The JSE said there are two key guiding principles for voluntary SENS announcements: the information must be specific and precise, and it should have the potential to materially affect the price of a company’s securities.

According to the bourse, Mantengu’s decision to publish its 8 and 9 May SENS announcements did not meet these requirements.

“The information published by the company on 8 and 9 May 2025 lacked the necessary specificity and precision required to constitute price-sensitive information,” the exchange said.

“The content of the announcements consisted of allegations, suspicions and assertions that had not been substantiated or verified at the time of publication.” 

“In the absence of supporting facts or evidence, the information lacked the degree of certainty required to render it specific and precise, and did not provide the market with a clear and reliable basis for decision-making.”

Fines and censure

The JSE said the dissemination of speculative or unverified information undermines the purpose of SENS and compromises the integrity, reliability and usefulness of the platform as a source of meaningful market information.

Based on this assessment, the JSE found Mantengu to be in breach of the Listings Requirements and requested that the company retract its SENS announcements.

However, Mantengu refused, which is why it is now being fined R100,000 and facing public censure.

The JSE explained that its request for Mantengu to retract the SENS announcements came because it could not permit non-compliant announcements to remain in the public domain.

“Doing so would compromise the integrity of the SENS platform and the principles of fair, orderly, and efficient markets,” the bourse explained.

However, after this request, Mantengu informed the JSE that it had spoken with its legal counsel and designated advisor and decided not to retract the announcements.

Mantengu maintained that the information in the announcements was based on documentary evidence and factual events.

According to the JSE, Mantengu’s designated advisor initially approved and disseminated the announcements.
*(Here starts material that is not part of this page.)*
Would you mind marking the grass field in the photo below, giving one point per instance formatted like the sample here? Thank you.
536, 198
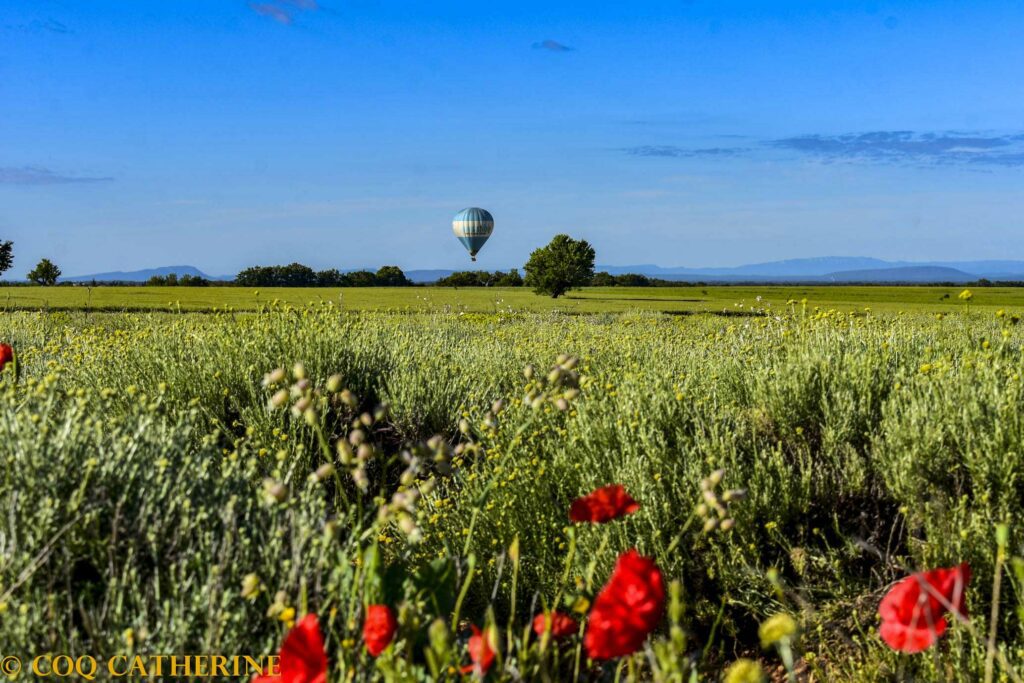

However, the advisor subsequently withdrew its approval and requested that Mantengu retract the announcements as they did not comply with the Listings Requirements.

“Notwithstanding this withdrawal of approval, the company persisted in its refusal to retract the announcements and allowed the non-compliant information to remain on SENS,” the bourse said.

“The JSE considers the company’s conduct in these circumstances to be of a serious nature,” the exchange said, adding that Mantengu’s failure to retract shows a disregard for the obligations imposed on issuers under the Listings Requirements.

The bourse also said Mantengu’s refusal undermines investor confidence in the standard and reliability of information disseminated to the market.

“For these reasons and with reference to the JSE’s findings of breach, the JSE has decided to impose this public censure and a fine of R100,000 on Mantengu,” it said.

The fine is wholly suspended for a period of three years, on the condition that Mantengu is not found to be in breach of similar provisions of the Listings Requirement during the suspension period.